Inspiration
We wanted to build a concept that would help local businesses connect with their GenY and GenZ customers in Singapore where many of us are from. Social chat interfaces are the perfect platform for this as many of use are on these platforms anyways playings games, chatting with friends and family. Most of all we want to help small and medium size business automate their work and make more revenues from online ordering.
What it does
The Bot would find nearby shops to order food and drinks. Customers can chat with the Bot and we collect the data and forward it to the appropriate Merchants. On the Merchant side we built a dashboard for processing the orders and updating the status which gets sent back to the Customers chat session. We generate receipts for Customers and Merchants as well as offer both onsite and online payment options.
How we built it
We are building this completely open-sourced and public. We use Github for communication and collaboration: https://github.com/adrienshen/facebook-bizchat-hackathon/issues
We used an all javascript stack for speed. Node.js for the backend and React (thanks FB!) for the frontend and PostgreSQL for the database layer. We deploy on Heroku using CI.

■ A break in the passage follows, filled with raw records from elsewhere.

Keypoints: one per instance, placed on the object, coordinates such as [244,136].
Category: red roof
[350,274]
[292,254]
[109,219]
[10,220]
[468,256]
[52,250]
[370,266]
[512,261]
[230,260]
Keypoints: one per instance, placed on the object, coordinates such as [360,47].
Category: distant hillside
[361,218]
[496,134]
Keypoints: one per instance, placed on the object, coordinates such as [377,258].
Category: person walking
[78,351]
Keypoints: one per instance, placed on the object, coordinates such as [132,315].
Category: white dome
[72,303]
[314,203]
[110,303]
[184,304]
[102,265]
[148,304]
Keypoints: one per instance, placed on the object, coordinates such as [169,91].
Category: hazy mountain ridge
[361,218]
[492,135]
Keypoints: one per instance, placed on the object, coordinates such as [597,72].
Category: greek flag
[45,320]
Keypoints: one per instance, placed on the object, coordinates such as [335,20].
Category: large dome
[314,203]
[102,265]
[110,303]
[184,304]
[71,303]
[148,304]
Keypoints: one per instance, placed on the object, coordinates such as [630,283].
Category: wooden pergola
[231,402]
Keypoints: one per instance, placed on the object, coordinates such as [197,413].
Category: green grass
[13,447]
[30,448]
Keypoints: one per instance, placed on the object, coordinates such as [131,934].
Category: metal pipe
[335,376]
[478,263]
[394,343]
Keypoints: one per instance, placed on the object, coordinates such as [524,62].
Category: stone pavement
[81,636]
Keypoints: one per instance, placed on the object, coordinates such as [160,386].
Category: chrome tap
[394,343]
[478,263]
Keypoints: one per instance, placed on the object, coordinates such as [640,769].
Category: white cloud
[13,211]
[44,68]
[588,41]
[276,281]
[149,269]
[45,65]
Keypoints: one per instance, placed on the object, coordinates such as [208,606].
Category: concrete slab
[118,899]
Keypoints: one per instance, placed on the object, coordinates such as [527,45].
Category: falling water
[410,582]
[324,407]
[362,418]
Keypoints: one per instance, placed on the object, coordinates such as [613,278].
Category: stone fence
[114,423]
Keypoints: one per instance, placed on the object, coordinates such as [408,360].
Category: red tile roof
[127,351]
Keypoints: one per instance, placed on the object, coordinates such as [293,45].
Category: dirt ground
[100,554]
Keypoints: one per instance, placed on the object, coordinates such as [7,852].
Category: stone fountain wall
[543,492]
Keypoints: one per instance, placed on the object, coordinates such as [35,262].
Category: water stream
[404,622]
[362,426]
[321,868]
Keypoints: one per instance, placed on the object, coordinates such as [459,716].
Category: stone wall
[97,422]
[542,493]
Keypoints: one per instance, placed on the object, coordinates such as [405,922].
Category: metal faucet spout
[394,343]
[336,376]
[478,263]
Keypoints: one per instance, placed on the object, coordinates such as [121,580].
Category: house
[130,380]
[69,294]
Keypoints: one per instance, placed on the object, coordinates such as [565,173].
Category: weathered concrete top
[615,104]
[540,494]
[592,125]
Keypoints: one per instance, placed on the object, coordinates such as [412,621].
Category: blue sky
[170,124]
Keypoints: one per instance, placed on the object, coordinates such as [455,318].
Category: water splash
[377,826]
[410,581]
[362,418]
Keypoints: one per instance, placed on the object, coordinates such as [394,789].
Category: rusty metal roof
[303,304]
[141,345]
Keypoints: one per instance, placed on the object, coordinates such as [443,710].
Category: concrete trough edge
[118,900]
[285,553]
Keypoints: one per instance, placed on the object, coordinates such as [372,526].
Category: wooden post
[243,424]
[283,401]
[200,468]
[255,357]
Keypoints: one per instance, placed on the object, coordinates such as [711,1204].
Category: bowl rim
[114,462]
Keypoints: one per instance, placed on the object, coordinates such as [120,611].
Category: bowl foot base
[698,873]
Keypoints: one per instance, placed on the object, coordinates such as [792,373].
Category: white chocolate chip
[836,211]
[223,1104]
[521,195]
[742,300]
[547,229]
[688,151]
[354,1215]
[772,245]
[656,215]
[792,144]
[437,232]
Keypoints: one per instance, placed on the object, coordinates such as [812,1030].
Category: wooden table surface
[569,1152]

We discussed the architecture and the services we want on GH and Telegram and then split the task up to work on individually. We worked completely remotely and reviewed and collaborated whenever we have time.
Challenges we ran into
At first, I didn't have FB dev account and it took awhile to get it verified so it was hard to get the Messenger APP up and running to being setting up the webhook. Afterwards, I found team members who already had an account so we resolve that issue.
Other challenges include getting team members onboard and caught up with the tech stack as some have not used React or Node before. We resolve this by working together on issues so we can all learn from each other.
Building the ordering system: We had to figure out how Merchants think and what their problems are. How to build the features in a way that is most convenient to them. What fields and data we need to track for their benefit. We ended up talking to a few local coffee shops and got one to sign up for the Beta!
Remote working is another one. We had to figure out how to coordinate across timezones.
Accomplishments that we're proud of
Just strangers working together to build something is pretty amazing. Collaboration is always a difficulty, especially remotely and I think we did pretty well. It was pretty surprised seeing team members help each other and solve problems along the way.
What we learned
A couple of us are new devs, so they learned a lot about full stack development from working on these project. I learned about chat APIs and NLP, as well as figuring out how to build an ordering system on a tight timeline!
What's next for yumchat
We think it could be a useful tool for Merchants that they can use for free. It'll be like a white labeled solution that they can adapt to their business needs if they want to host themselves. We plan on building Marketing features next for Merchants to send out text to their existing customers base. As well as tools to help with Delivery Drivers get the food to the Customers with more efficiency and save costs. If we make any money from a hosted version with support, it'll go towards improving the product and tech education fund for the contributors. It will always remain fully open sourced.
Built With
- express.js
- github
- postgresql
- react.js
Log in or sign up for Devpost to join the conversation.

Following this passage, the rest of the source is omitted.